El acoso callejero es un tema controversial, hay quienes justifican dicha perversidad, quienes nos miran con el ojo de la culpabilidad como si fuésemos asesinas seriales y hay quienes argumentan con la voz en modo off, casi en susurros, que somos como objetos de valor posando en alguna estantería del centro, con derecho a que nos griten obscenidades o nos incomoden la existencia o peor aún que nos obliguen a sentir miedo de que un día o una noche cualquiera no logremos llegar a casa vivas y que nuestros seres queridos pasen la noche en vela, con el alma en vilo aguardando noticias nuestras, esperando que se nos haya olvidado avisar, que estamos bien y rezando entre los dientes para que no seamos una Mara Castilla más.

En América Latina, durante el año 2016 un total de 2089 mujeres fueron víctimas de feminicidio, siendo Honduras el país con el más alto número de mujeres asesinadas, ubicando así 13.3 feminicidios por cada 100.000 mujeres. En México mueren siete mujeres al día, víctimas de esta mortal ola de violencia y misoginia, por otra parte en lo que va del año 2017 en Argentina se han registrado 143 muertes por feminicidios y esto no se detiene en el resto de los países latinos ni mucho menos en el resto de los continentes.

Ser asesinada por razón de sexo es una barbarie. Ser denigrada por tener entre las piernas un Monte de Venus y entre el pecho dos islas paradisíacas con ápices de cerezas, que no son más que sinónimos de arte y no de criminalidad es un hecho terrorífico.

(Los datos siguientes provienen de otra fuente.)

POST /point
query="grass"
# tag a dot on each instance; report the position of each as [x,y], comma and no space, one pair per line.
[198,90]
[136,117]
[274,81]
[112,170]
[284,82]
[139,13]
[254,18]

Es como si desde el momento en que el ginecólogo le da la noticia a tus padres de que serás una niña, tuvieras una marca en esta sociedad disociada y estás a punto de entrar en un campo de batallas entre tu seguridad, tu bienestar, tu vida y la crueldad de quienes creen que tienen el poder. Porque, seamos sinceros y aceptemos nuestra verdad, como féminas el acoso no es solo un tema de deseo, es un tema de poder.

Debemos hacernos sentir, debemos gritarlo, por redes cibernéticas, entre reuniones familiares, conversaciones triviales, grupos de Whatsapp, medios de comunicación, crónicas, artículos, poemas, novelas, libros, revistas, largometrajes, cortometrajes, caricaturas. Debemos hablarlo en charlas, educar a los niños, hacer eco profundo a la bestialidad en la que estamos sumergidas simplemente por ser mujer. Prohibamos normalizar esta vileza que atenta contra nuestro bienestar, que nos conduce al terror de la inseguridad física y emocional. Seamos la voz, yo quiero ser también una voz para que no haya ni una menos y ni una más.